Other applications of Big Data
In addition to the economic, scientific or medical potential offered by Big Data, there are many other sectors that can benefit from the use of Big Data. These include, above all, the financial sector, trade in general, marketing, tourism, logistics. and the automotive sector.
The possibilities of using Big Data and Big Data technologies are manifold. In essence, the main advantages of using Big Data can be summarized in three main points, common to all areas:
- Creation of new insights from existing data
- Increase productivity and innovation
- Reduce costs for information processing and information exchange
In addition to the opportunities offered by the use of Big Data companies, institutions and society, they must also be able to deal with the wide range of information in order to benefit from the available data. When looking at and analyzing the existing data masses, there are a number of obstacles to overcome and questions to be clarified so that no negative effects of Big Data need to be feared for legal, private or ethical reasons.

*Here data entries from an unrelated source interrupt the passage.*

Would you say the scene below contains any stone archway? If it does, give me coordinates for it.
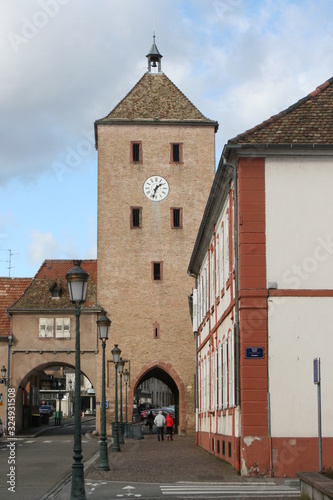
[128,361,188,434]
[11,359,96,433]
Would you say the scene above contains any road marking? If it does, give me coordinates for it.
[117,485,142,498]
[160,483,300,499]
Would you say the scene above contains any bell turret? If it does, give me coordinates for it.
[146,33,163,73]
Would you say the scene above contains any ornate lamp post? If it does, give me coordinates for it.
[111,344,121,451]
[118,358,125,444]
[1,365,7,385]
[96,310,111,470]
[58,379,62,426]
[68,378,73,417]
[124,368,129,438]
[66,260,89,500]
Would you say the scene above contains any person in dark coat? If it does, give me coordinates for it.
[165,413,173,441]
[147,410,154,434]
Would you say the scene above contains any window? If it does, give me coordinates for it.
[228,332,235,407]
[153,321,160,339]
[39,318,54,338]
[171,208,183,229]
[131,207,142,229]
[39,318,71,339]
[170,143,183,163]
[56,318,71,339]
[151,262,163,281]
[131,141,142,163]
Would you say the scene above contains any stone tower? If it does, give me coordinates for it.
[95,37,218,433]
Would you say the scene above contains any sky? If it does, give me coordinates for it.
[0,0,333,277]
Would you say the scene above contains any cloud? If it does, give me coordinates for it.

Challenges for the economy and institutions
Because of the characteristics of Big Data and the fast-paced up-to-dateness of the data, it is necessary for enterprises and institutions to design and pursue a suitable Big Data strategy. In this way, companies lay the foundation for recognizing imminent changes at an early stage and for optimizing them.

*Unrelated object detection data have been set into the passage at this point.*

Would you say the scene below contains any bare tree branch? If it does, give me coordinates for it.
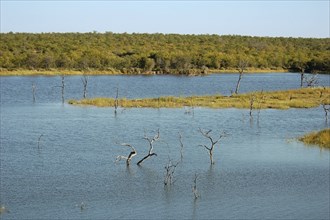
[179,132,183,161]
[164,159,180,186]
[61,75,65,103]
[235,60,248,94]
[322,103,330,123]
[32,82,37,103]
[137,129,160,165]
[116,143,137,166]
[81,75,88,99]
[115,88,119,115]
[199,128,226,164]
[37,134,44,149]
[192,173,201,199]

This also means that a large number of hardware and software providers have to be selected in order to create the necessary technical prerequisites. In addition, specialists are needed who are able to deal with the mass of different data and to design the appropriate questions for the business in order to derive the greatest possible benefit from the existing data in order to provide the company with optimal advice and support. IBM refers to these specialists as a Data Scientist . One of the biggest challenges for the use of Big Data solutions is currently the lack of know-how in this business area. In addition, the introduction of Big Data solutions can lead to high, initial consulting and system integration costs, which can delay many small and medium-sized enterprises (SMEs) before the introduction of Big Data solutions. Depending on the method chosen, costs can be between $100 and $180,000 in different sizes. The high-priced solutions are aimed primarily at in-memory processes with comprehensive data processing facilities, while more favourable solutions focus on data storage.